A: You have to minimize all the distance between the different parts in your MFC. Every distance is a resistor and decrease your demand. The optimal size of your MFC depends on the application you want to choose. For testing the principal of your system is the actual size of your MFC good. If you want to get it smaller other problems will appear which you would have to solve. When you want to integrate your system you have to conform it correspondingly.

Q: We have got a special biosafety system including the D-alanine auxotrophe E. coli and the Colicin E2 (at this time we thought that we might use this part from the partsregistry instead of Rnase Ba). Do you think that system is a good one?

A: The system what you want to use is a good one. In my opinion it is save and I don’t think that this will be a problem to use it. There exist another good biosafety idea but for Geobacter sulfurreducens. If you would work with this bacteria you could use the aspect that this organism use only one electron acceptor when it is under anaerobe conditions. When this organism gets out of the MFC it will die because there wouldn’t be the one electron acceptor which is needed. But as E. coli is facultative aerobe this system won’t work here, because E. coli has several possibilities to oxidize the substrate.

Q: How do you asses the chance of the MFC in general to take a role in bioremediation and producing energy in the future?

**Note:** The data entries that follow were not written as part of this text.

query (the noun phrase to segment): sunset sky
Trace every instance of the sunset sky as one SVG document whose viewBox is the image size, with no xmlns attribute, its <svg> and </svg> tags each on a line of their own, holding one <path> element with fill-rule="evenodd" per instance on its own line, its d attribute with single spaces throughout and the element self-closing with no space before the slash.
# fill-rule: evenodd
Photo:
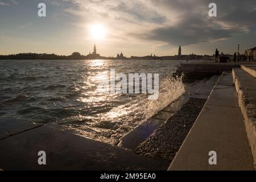
<svg viewBox="0 0 256 182">
<path fill-rule="evenodd" d="M 46 17 L 38 16 L 46 4 Z M 217 16 L 208 5 L 217 5 Z M 255 0 L 0 0 L 0 54 L 233 53 L 256 46 Z"/>
</svg>

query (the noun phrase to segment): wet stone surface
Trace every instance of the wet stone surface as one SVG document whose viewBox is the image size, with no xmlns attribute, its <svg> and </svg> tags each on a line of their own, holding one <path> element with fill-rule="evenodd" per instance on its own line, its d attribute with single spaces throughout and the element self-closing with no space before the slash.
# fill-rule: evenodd
<svg viewBox="0 0 256 182">
<path fill-rule="evenodd" d="M 141 143 L 135 149 L 135 153 L 170 162 L 172 160 L 206 101 L 203 99 L 189 99 L 172 117 Z"/>
</svg>

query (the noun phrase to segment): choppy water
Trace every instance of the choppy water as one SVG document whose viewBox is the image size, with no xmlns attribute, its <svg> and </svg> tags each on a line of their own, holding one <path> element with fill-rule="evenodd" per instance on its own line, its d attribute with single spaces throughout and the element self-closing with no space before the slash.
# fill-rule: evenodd
<svg viewBox="0 0 256 182">
<path fill-rule="evenodd" d="M 171 77 L 180 61 L 0 60 L 0 117 L 55 123 L 65 130 L 115 144 L 184 92 Z M 100 94 L 102 73 L 160 74 L 160 96 Z"/>
</svg>

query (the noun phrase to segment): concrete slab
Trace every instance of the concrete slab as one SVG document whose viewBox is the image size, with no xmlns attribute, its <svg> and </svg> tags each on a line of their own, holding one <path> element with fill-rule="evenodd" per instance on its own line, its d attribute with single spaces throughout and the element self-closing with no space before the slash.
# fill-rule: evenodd
<svg viewBox="0 0 256 182">
<path fill-rule="evenodd" d="M 254 77 L 256 77 L 256 67 L 255 65 L 253 66 L 241 65 L 241 68 Z"/>
<path fill-rule="evenodd" d="M 144 142 L 164 122 L 165 120 L 163 119 L 152 118 L 148 119 L 122 137 L 118 146 L 135 150 L 141 143 Z"/>
<path fill-rule="evenodd" d="M 234 99 L 237 97 L 236 88 L 234 86 L 217 85 L 210 96 L 214 99 L 208 100 L 206 103 L 207 105 L 240 108 L 238 100 Z"/>
<path fill-rule="evenodd" d="M 0 140 L 3 170 L 164 170 L 164 160 L 135 155 L 132 151 L 42 126 Z M 38 163 L 39 151 L 46 165 Z"/>
<path fill-rule="evenodd" d="M 233 74 L 256 167 L 256 78 L 241 68 Z"/>
<path fill-rule="evenodd" d="M 238 106 L 235 90 L 218 83 L 169 169 L 254 170 Z M 217 152 L 217 165 L 209 164 L 211 151 Z"/>
<path fill-rule="evenodd" d="M 190 98 L 198 98 L 198 99 L 208 99 L 209 95 L 204 94 L 191 94 L 189 96 Z"/>
<path fill-rule="evenodd" d="M 181 64 L 177 72 L 221 73 L 224 71 L 232 71 L 233 68 L 240 68 L 239 64 L 202 63 Z"/>
<path fill-rule="evenodd" d="M 0 139 L 42 126 L 15 118 L 0 119 Z"/>
</svg>

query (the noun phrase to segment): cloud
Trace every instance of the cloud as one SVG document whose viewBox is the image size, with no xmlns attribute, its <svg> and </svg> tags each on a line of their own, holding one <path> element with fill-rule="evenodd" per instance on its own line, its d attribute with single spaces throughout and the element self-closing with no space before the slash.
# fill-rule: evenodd
<svg viewBox="0 0 256 182">
<path fill-rule="evenodd" d="M 9 6 L 9 4 L 4 3 L 3 2 L 0 1 L 0 6 Z"/>
<path fill-rule="evenodd" d="M 216 0 L 217 17 L 208 16 L 211 0 L 55 0 L 84 24 L 108 24 L 120 39 L 188 46 L 255 31 L 256 1 Z M 132 35 L 131 36 L 130 35 Z"/>
<path fill-rule="evenodd" d="M 163 12 L 168 12 L 166 10 L 170 9 L 171 12 L 176 13 L 175 23 L 171 23 L 171 23 L 131 35 L 167 45 L 188 46 L 225 40 L 236 34 L 249 32 L 256 25 L 255 1 L 217 1 L 216 18 L 208 15 L 210 1 L 207 1 L 152 0 L 152 3 L 158 5 Z"/>
<path fill-rule="evenodd" d="M 10 0 L 10 1 L 14 5 L 19 5 L 19 3 L 18 2 L 16 2 L 16 1 L 15 1 L 15 0 Z"/>
</svg>

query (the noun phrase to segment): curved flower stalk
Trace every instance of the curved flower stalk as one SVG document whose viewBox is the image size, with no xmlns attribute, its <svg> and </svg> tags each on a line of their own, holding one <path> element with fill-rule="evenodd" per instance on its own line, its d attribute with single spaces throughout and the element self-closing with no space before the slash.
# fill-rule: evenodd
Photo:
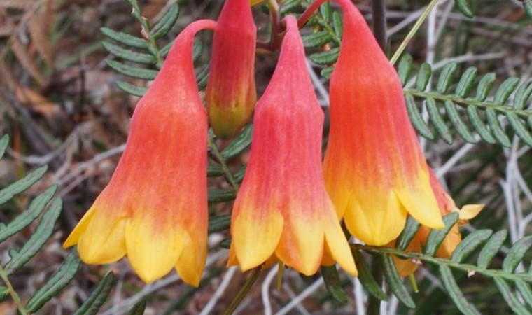
<svg viewBox="0 0 532 315">
<path fill-rule="evenodd" d="M 256 37 L 249 1 L 226 0 L 213 38 L 205 91 L 211 127 L 220 137 L 234 136 L 253 113 Z"/>
<path fill-rule="evenodd" d="M 64 242 L 81 260 L 108 264 L 127 255 L 146 282 L 173 267 L 197 286 L 206 255 L 207 118 L 196 86 L 190 24 L 136 105 L 125 150 L 111 181 Z"/>
<path fill-rule="evenodd" d="M 326 186 L 349 232 L 370 245 L 396 238 L 410 214 L 444 227 L 428 167 L 406 111 L 401 84 L 362 15 L 349 1 L 342 48 L 330 78 Z"/>
<path fill-rule="evenodd" d="M 232 212 L 228 265 L 245 271 L 276 258 L 310 275 L 337 261 L 356 275 L 323 183 L 323 113 L 295 20 L 286 20 L 277 66 L 255 110 L 249 162 Z"/>
</svg>

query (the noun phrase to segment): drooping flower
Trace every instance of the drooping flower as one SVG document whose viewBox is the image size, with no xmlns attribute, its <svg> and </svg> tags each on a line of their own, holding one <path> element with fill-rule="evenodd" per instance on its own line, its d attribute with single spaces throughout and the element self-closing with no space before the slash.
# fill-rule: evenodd
<svg viewBox="0 0 532 315">
<path fill-rule="evenodd" d="M 277 66 L 257 104 L 251 152 L 233 208 L 228 265 L 242 270 L 270 258 L 304 274 L 335 261 L 356 267 L 321 172 L 323 113 L 289 16 Z"/>
<path fill-rule="evenodd" d="M 371 245 L 396 238 L 410 214 L 444 227 L 428 167 L 406 111 L 399 78 L 349 1 L 330 78 L 326 186 L 349 232 Z"/>
<path fill-rule="evenodd" d="M 108 264 L 127 255 L 146 282 L 175 267 L 197 286 L 206 255 L 207 117 L 196 86 L 190 24 L 139 102 L 111 181 L 64 242 L 81 260 Z"/>
<path fill-rule="evenodd" d="M 451 212 L 458 212 L 459 216 L 458 222 L 451 228 L 451 231 L 444 239 L 435 255 L 436 257 L 449 258 L 458 244 L 462 241 L 462 234 L 460 233 L 460 230 L 458 230 L 458 225 L 466 224 L 468 220 L 475 218 L 482 209 L 484 205 L 467 204 L 463 206 L 461 209 L 458 209 L 452 198 L 443 189 L 442 184 L 438 180 L 432 169 L 429 169 L 429 174 L 430 176 L 430 186 L 436 195 L 436 200 L 438 200 L 438 204 L 442 216 L 446 216 Z M 414 235 L 408 247 L 405 249 L 405 251 L 421 252 L 423 248 L 426 244 L 430 232 L 430 229 L 421 226 L 417 233 L 416 233 L 416 235 Z M 390 246 L 394 246 L 395 241 Z M 407 276 L 417 269 L 418 265 L 411 260 L 400 259 L 396 256 L 393 256 L 393 260 L 401 276 Z"/>
<path fill-rule="evenodd" d="M 213 38 L 205 91 L 209 119 L 218 136 L 229 138 L 248 122 L 257 100 L 257 27 L 248 0 L 226 0 Z"/>
</svg>

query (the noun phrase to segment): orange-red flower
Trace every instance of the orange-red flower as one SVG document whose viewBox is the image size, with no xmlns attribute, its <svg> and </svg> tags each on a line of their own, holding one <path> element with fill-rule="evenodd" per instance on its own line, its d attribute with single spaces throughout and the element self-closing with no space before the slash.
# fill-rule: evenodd
<svg viewBox="0 0 532 315">
<path fill-rule="evenodd" d="M 213 39 L 205 99 L 218 136 L 234 135 L 249 120 L 257 100 L 255 46 L 257 27 L 248 0 L 226 0 Z"/>
<path fill-rule="evenodd" d="M 330 78 L 326 186 L 349 230 L 371 245 L 396 238 L 410 214 L 444 227 L 401 84 L 362 15 L 342 1 L 344 35 Z"/>
<path fill-rule="evenodd" d="M 192 61 L 194 35 L 215 22 L 190 24 L 177 37 L 136 105 L 125 150 L 108 185 L 64 247 L 82 260 L 108 264 L 127 255 L 146 282 L 173 267 L 197 286 L 206 255 L 207 117 Z"/>
<path fill-rule="evenodd" d="M 335 260 L 356 274 L 321 172 L 323 113 L 295 20 L 255 113 L 251 152 L 233 209 L 228 265 L 242 270 L 277 258 L 304 274 Z"/>
</svg>

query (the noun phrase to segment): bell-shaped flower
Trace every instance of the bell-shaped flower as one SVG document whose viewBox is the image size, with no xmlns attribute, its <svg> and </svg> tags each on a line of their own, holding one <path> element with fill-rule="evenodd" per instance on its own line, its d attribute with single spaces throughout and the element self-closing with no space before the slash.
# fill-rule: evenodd
<svg viewBox="0 0 532 315">
<path fill-rule="evenodd" d="M 185 29 L 137 104 L 111 181 L 64 242 L 78 244 L 83 262 L 127 255 L 146 282 L 175 267 L 198 285 L 206 255 L 208 126 L 192 46 L 197 31 L 215 26 L 200 20 Z"/>
<path fill-rule="evenodd" d="M 342 48 L 330 78 L 326 186 L 351 233 L 370 245 L 396 239 L 410 214 L 444 227 L 428 167 L 399 78 L 355 6 L 344 10 Z"/>
<path fill-rule="evenodd" d="M 245 271 L 278 259 L 310 275 L 337 261 L 355 275 L 323 183 L 323 113 L 295 20 L 286 20 L 279 62 L 257 104 L 249 162 L 233 208 L 228 265 Z"/>
<path fill-rule="evenodd" d="M 256 38 L 249 0 L 226 0 L 214 32 L 205 91 L 211 127 L 220 137 L 234 135 L 253 113 Z"/>
<path fill-rule="evenodd" d="M 452 198 L 443 189 L 442 184 L 438 180 L 432 169 L 429 170 L 429 174 L 430 176 L 430 186 L 436 195 L 436 200 L 438 200 L 438 204 L 442 216 L 447 216 L 451 212 L 458 212 L 458 222 L 451 227 L 451 230 L 443 239 L 435 255 L 436 257 L 449 258 L 458 244 L 462 241 L 462 234 L 460 233 L 458 225 L 467 224 L 468 220 L 477 216 L 484 207 L 484 205 L 466 204 L 462 209 L 458 209 Z M 427 243 L 427 239 L 430 232 L 430 229 L 421 226 L 414 236 L 405 251 L 421 253 Z M 395 241 L 390 246 L 395 246 Z M 417 264 L 411 260 L 400 259 L 396 256 L 393 256 L 393 260 L 401 276 L 407 276 L 417 269 Z"/>
</svg>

A: It is a very interesting new idea with a high potential for producing compounds/energy or degradation harmful substances. Many scientists of different fields of knowledge research together. There is much research necessary but in the future it will take a part in different fields. For remediation it would be the best to use mixed culture, while Bacteria as E. coli have the most potential to combine synthesis and energy production. Another challenging aspect would also be to introduce biosynthesis specific with electrons. As you see there is a lot of interesting work to be done and I hope that your project can help to develop the MFC a liitle bit further.